Western the first choice of more students
By Paolo Zinatelli
It seems more and more people are placing Western at the top of their application when applying to universities.
The number of first-choice applications for Western has increased 56 per cent between 1993 and 2002, while the remaining universities in Ontario have seen only an average increase of 16 per cent.
According to Greg Marcotte, national director of the Ontario Universities Application Centre, it is still premature to count this year's numbers, as OUAC is still processing applications.
"We're still receiving thousands of applications," he said, adding complete statistics will be available later this month.
However, OUAC statistics for the last two years show that the increase in first-choice applications for Western is greater than that of any other major Ontario university.
According OUAC statistics, between 2001 and 2002, Western saw an increase of 18 per cent in first-choice applications. In 2001, 2,357 people chose Western first on their university applications and that number increased to 2,800 in 2002.
During that same time, the University of Toronto only saw an increase of 8 per cent, while Queen's University saw an increase of 6.6 per cent.
York University in Toronto saw a decline of 25.1 per cent in first-choice applications over the same two years, and the University of Waterloo also saw a decline of 11.2 per cent. While 2,401 students placed Waterloo first on their application in 2001, only 2,132 did so the following year.
"This is a very good news story," said Western President Paul Davenport. The numbers show that the retention rate of students, as well as the number of graduates, are both rising, he explained.
"[It is] showing up in the classrooms," Davenport said, adding students are choosing Western first because they perceive the high quality of an undergraduate education here.

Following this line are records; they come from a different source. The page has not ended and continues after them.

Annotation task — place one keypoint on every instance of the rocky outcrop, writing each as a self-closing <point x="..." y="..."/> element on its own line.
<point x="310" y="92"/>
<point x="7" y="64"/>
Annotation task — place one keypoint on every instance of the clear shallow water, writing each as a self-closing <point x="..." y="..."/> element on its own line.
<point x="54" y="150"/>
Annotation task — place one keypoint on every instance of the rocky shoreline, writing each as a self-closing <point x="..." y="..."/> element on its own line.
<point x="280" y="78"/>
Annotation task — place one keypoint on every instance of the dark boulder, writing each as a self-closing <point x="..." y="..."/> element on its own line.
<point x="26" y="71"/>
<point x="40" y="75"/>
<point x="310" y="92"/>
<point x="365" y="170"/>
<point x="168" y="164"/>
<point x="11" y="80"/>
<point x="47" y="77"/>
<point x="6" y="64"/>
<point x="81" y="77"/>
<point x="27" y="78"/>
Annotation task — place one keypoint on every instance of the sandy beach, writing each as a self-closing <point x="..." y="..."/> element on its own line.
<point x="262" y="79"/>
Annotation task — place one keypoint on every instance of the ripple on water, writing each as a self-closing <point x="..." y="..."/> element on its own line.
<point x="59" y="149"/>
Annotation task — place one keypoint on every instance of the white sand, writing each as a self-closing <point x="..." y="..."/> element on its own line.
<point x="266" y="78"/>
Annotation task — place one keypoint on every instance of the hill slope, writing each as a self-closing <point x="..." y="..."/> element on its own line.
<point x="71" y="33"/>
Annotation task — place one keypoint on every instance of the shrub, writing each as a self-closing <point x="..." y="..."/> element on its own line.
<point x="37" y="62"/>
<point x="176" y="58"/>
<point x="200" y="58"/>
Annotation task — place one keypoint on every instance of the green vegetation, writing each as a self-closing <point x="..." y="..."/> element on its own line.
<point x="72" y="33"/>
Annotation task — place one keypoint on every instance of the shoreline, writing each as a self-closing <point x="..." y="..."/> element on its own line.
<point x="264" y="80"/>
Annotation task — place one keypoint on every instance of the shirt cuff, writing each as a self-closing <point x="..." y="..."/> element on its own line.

"It doesn't surprise me that the numbers are up," said Chris Sinal, president of the University Students' Council. He said Western offers a strong academic environment, along with social growth and development, making it attractive to prospective students.
"We are running a leadership program [for London high school students]," Sinal said, adding the initiative will help prospective students learn about the USC.
There are a lot of opportunities for students at Western besides academics, he said, citing clubs and volunteer opportunities.